El mega contrato que YPF firmó con Halliburton para electrificar la fractura en Vaca Muerta
La petrolera nacional cerró un acuerdo que trae a la cuenca neuquina la tecnología de fractura eléctrica ZEUS. El objetivo central apunta a quebrar los límites operativos, reducir los costos y bajar las emisiones en los desarrollos no convencionales.
YPF adjudicó un contrato multimillonario a la firma de servicios Halliburton. El acuerdo multianual asegura la provisión de equipos de completación no convencional de última generación para Vaca Muerta. Esta jugada estratégica confirma la aceleración de la actividad en los bloques más calientes del shale argentino.
El núcleo del contrato radica en la importación de la tecnología de fractura eléctrica ZEUS. Se trata del primer despliegue internacional de este sistema fuera de América del Norte. YPF apuesta así a la electrificación de sus sets de fractura (e-frac), una tendencia que domina los principales plays de Estados Unidos y que ahora pisa fuerte en Neuquén.
La tecnología eléctrica reduce drásticamente el consumo de gasoil en las locaciones. Esto disminuye los costos logísticos y mitiga la huella de carbono de las operaciones petroleras. Para Vaca Muerta, donde la intensidad de las etapas de fractura crece mes a mes, optimizar la potencia de bombeo resulta vital.
YPF lidera la actividad en la formación no convencional. La operadora busca constantemente quebrar sus propios récords de eficiencia. Para lograrlo, requiere de socios de peso pesado. Halliburton, con más de un siglo de historia, refuerza su huella en el país tras ganar este exigente proceso licitatorio.

Casey Maxwell, presidente para el Hemisferio Occidental de Halliburton, valoró la magnitud del acuerdo. El ejecutivo remarcó que esta adjudicación refleja la confianza de YPF en la capacidad de la empresa para ejecutar proyectos a gran escala.
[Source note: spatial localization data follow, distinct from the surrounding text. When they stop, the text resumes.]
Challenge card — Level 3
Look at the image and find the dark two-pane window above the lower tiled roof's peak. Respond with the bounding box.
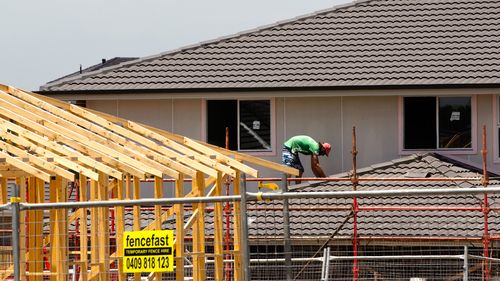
[403,97,472,150]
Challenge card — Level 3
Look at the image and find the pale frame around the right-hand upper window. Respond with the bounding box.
[398,94,477,155]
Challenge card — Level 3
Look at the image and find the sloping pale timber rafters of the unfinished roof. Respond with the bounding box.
[0,85,295,182]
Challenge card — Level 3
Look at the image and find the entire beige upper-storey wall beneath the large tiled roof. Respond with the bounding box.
[87,92,500,180]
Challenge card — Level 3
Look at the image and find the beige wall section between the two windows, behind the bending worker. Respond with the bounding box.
[275,96,398,177]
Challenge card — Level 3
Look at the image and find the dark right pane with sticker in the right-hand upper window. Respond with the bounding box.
[439,97,471,148]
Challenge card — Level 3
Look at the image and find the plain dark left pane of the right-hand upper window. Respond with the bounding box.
[404,97,436,149]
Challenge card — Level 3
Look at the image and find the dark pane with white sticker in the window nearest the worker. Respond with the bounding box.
[239,100,271,150]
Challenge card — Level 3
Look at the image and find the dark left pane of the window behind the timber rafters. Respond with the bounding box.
[207,100,238,150]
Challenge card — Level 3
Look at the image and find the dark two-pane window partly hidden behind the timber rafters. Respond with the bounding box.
[207,100,272,151]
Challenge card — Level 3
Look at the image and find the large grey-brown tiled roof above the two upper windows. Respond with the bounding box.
[41,0,500,91]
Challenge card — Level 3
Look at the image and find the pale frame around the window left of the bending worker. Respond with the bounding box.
[201,97,277,156]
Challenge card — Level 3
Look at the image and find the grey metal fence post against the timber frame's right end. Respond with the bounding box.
[240,173,251,281]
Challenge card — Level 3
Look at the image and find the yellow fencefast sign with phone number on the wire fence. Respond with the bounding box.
[123,230,174,272]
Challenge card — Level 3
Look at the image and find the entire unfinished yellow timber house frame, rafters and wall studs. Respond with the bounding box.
[0,84,298,281]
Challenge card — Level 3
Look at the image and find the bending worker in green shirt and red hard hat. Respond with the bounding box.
[282,135,332,183]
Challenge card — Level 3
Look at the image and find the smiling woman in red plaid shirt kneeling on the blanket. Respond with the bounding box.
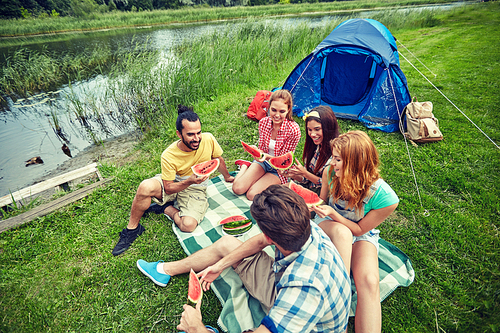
[233,89,300,200]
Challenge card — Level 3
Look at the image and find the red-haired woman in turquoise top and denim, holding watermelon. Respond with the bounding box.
[313,131,399,332]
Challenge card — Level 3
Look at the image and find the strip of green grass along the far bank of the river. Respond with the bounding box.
[0,0,454,39]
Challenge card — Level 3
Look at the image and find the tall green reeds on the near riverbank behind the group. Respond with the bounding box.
[99,4,448,129]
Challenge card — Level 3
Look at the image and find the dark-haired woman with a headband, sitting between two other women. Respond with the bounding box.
[283,105,339,194]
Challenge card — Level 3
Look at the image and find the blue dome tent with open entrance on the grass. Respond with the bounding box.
[282,19,411,132]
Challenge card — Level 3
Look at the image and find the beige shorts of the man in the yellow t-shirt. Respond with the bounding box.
[153,174,208,223]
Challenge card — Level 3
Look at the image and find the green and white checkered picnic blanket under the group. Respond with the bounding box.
[172,173,415,333]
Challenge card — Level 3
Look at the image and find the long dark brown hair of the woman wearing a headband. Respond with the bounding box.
[302,105,340,174]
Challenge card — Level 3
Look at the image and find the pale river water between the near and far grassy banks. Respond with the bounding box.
[0,3,472,196]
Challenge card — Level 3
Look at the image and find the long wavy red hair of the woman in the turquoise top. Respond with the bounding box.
[328,131,380,216]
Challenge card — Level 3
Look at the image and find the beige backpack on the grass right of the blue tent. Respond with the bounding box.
[403,97,443,143]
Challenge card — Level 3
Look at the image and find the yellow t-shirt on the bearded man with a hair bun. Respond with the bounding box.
[161,133,222,181]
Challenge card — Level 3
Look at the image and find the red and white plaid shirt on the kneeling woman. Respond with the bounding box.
[259,117,300,184]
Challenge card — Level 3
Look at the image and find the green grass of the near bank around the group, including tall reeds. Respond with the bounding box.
[0,2,500,332]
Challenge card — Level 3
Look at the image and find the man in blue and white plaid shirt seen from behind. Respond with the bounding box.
[137,185,351,333]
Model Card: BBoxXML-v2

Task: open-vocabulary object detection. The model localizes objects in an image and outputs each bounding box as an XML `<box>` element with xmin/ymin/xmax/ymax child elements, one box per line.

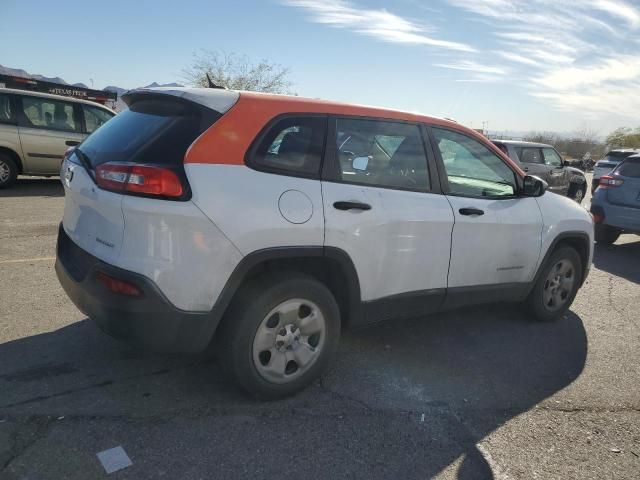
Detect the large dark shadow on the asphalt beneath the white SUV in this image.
<box><xmin>0</xmin><ymin>307</ymin><xmax>587</xmax><ymax>479</ymax></box>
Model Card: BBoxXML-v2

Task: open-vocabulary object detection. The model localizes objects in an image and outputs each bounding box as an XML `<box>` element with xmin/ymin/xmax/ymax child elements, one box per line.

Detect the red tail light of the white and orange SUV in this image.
<box><xmin>96</xmin><ymin>162</ymin><xmax>184</xmax><ymax>198</ymax></box>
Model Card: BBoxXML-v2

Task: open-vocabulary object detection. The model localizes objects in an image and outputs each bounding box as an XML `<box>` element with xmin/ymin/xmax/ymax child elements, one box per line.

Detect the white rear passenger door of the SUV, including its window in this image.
<box><xmin>322</xmin><ymin>118</ymin><xmax>453</xmax><ymax>323</ymax></box>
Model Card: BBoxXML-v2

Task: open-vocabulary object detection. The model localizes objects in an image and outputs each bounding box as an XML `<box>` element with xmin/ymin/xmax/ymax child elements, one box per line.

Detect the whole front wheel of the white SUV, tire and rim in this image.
<box><xmin>526</xmin><ymin>247</ymin><xmax>582</xmax><ymax>321</ymax></box>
La llegada de esta tecnología, según Maxwell, impone el estándar más avanzado de la industria global en el corazón de la Patagonia.
Automatización digital en boca de pozo
Más allá de los fierros duros, el contrato incorpora el cerebro digital OCTIV Auto Frac. Esta plataforma automatiza el flujo de trabajo durante el bombeo de los fluidos y la arena en los pozos. El sistema garantiza una ejecución uniforme y reduce el margen de error humano en la locación.
La digitalización de los procesos de completación marca la diferencia en la curva de aprendizaje del shale. La plataforma permite la integración del monitoreo de superficie avanzado en tiempo real. YPF obtendrá datos crudos y precisos para ajustar la geometría de las fracturas y maximizar la recuperación de hidrocarburos.
La combinación de electrificación y control digital define el nuevo norte de la industria. Vaca Muerta ya no solo compite por la calidad geológica de su roca, sino por la eficiencia milimétrica de sus procesos. Con el arribo de las flotas ZEUS, YPF eleva la vara técnica del sector a nivel regional.
El cuello de botella de los equipos
El desarrollo masivo de la cuenca neuquina demanda equipos confiables y de altísima disponibilidad. La saturación de los sets convencionales impulsó a las operadoras a buscar alternativas superadoras en el mercado global. La fractura eléctrica responde directamente a esa necesidad operativa, económica y ambiental.
El escenario energético de 2026 exige a las operadoras argentinas máxima competitividad. La ventana de oportunidad para exportar el crudo y el GNL neuquino requiere costos de extracción equiparables a los del Permian. Aquí es donde la inyección de tecnología de punta juega un rol definitorio.
Este contrato a largo plazo blinda el cronograma de perforación y completación de YPF. En un escenario donde el acceso a equipos de fractura suele ser un cuello de botella, la petrolera asegura los recursos físicos para sostener su ritmo de crecimiento ininterrumpido. El shale argentino ingresa de lleno en su etapa de industrialización pura.